State slaps importers, exporters of food crops with new levy

Cereal imports will incur a 2.0 per cent customs value charge, while exports will be taxed at 0.3 per cent.

In Summary
  • This development is now expected to have significant implications for both local and international traders, potentially affecting prices and supply chains.
  • The new levies is seen as part of the government’s plan to widen its revenue base
Women selling cereals at Malaba's main open air market.
EVERYTHING FOR SALE: Women selling cereals at Malaba's main open air market.
Image: FILE

The government has announced plans to operationalise the food crops regulations gazetted five years ago targeting importers and exporters.

In a notice dated May 28, the Agriculture and Food Authority (AFA) says effective July 1, cereals, legumes and pulses and roots or tubers will now be subjected to taxes.

The Crops (Food Crops) Regulations, 2019, were drafted by the authority together with the ministry and relevant stakeholders.

They were meant to guide the promotion, development and regulation of production, processing and trade of the particular crops in the country.

“Pursuant to provisions of these regulations, the authority through the Food Crops Directorate hereby notifies all food crops importers and exporters that starting July 1, 2024, the imposition of levies will commence…,”the notice issued by AFA Director General Bruno Linyiru reads.

“The rates for the levies will be as tabulated in the Third Schedule of the regulations,” it adds.

Under these new regulations, cereal imports will incur a 2.0 per cent customs value charge, while exports will be taxed at 0.3 per cent.

Similarly, legumes and pulses imported into the country will be subjected to a 2.0 per cent customs charge, with exports facing a 0.3 per cent levy.

For roots and tubers, the import tax is set at 1.0 per cent, with a 0.3 per cent tax on exports.

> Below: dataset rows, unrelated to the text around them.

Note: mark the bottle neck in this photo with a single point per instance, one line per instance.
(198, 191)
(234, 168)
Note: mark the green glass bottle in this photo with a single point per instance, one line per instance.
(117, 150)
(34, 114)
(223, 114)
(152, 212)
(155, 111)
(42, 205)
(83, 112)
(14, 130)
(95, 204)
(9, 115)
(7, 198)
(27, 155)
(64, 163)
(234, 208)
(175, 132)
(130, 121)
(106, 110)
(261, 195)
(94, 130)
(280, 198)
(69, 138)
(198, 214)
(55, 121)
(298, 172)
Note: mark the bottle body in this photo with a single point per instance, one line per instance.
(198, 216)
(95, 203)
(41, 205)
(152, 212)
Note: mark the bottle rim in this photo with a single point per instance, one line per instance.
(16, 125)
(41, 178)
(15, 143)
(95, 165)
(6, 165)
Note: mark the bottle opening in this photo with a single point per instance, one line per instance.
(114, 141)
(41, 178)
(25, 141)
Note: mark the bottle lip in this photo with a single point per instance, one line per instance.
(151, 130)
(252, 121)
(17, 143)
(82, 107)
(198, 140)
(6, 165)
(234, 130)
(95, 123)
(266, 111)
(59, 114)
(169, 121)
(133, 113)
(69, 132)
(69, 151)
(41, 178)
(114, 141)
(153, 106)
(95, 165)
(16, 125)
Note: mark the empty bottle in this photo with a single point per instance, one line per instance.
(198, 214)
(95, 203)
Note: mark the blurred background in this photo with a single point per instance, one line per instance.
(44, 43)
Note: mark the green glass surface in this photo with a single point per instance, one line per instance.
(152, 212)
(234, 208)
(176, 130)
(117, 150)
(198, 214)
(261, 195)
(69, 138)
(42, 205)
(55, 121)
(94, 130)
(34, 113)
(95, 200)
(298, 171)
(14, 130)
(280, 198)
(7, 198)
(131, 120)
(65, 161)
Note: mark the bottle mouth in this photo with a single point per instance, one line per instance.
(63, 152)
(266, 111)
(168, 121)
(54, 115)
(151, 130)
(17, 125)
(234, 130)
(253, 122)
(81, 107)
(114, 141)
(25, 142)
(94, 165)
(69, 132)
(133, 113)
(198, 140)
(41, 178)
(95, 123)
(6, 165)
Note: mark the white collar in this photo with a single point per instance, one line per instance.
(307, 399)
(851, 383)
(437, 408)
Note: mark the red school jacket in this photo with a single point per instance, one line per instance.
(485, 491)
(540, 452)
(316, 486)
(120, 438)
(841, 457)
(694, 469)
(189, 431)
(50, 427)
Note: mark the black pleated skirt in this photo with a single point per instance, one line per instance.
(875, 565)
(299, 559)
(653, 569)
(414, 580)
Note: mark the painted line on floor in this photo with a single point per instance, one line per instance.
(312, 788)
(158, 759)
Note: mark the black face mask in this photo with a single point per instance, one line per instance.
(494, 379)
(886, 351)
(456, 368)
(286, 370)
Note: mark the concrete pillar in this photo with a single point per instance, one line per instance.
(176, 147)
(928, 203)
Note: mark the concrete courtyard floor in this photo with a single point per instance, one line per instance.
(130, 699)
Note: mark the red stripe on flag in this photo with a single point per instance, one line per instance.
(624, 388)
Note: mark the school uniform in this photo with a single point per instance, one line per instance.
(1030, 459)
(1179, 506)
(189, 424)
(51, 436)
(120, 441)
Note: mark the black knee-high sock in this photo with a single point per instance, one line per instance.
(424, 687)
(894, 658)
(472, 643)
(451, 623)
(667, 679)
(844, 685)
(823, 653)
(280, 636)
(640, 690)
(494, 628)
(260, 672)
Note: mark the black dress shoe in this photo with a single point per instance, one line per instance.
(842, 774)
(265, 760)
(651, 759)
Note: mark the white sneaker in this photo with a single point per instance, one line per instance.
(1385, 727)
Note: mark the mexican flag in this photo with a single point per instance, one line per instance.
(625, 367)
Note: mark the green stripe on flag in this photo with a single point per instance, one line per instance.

“You are required to take note of this development and prepare to comply,” it states.

This development is now expected to have significant implications for both local and international traders, potentially affecting prices and supply chains.

The new levies are seen as part of the government’s plan to widen its revenue base which has argued that such levies are necessary for regulating the market and protecting local agriculture.

The push for a broader tax base has been President William Ruto's rallying call since he took over power.

"We must move our revenue collection from 14 per cent to 25 per cent. From Sh2.1 trillion to between Sh4 trillion and Sh5 trillion," Ruto said in a past event.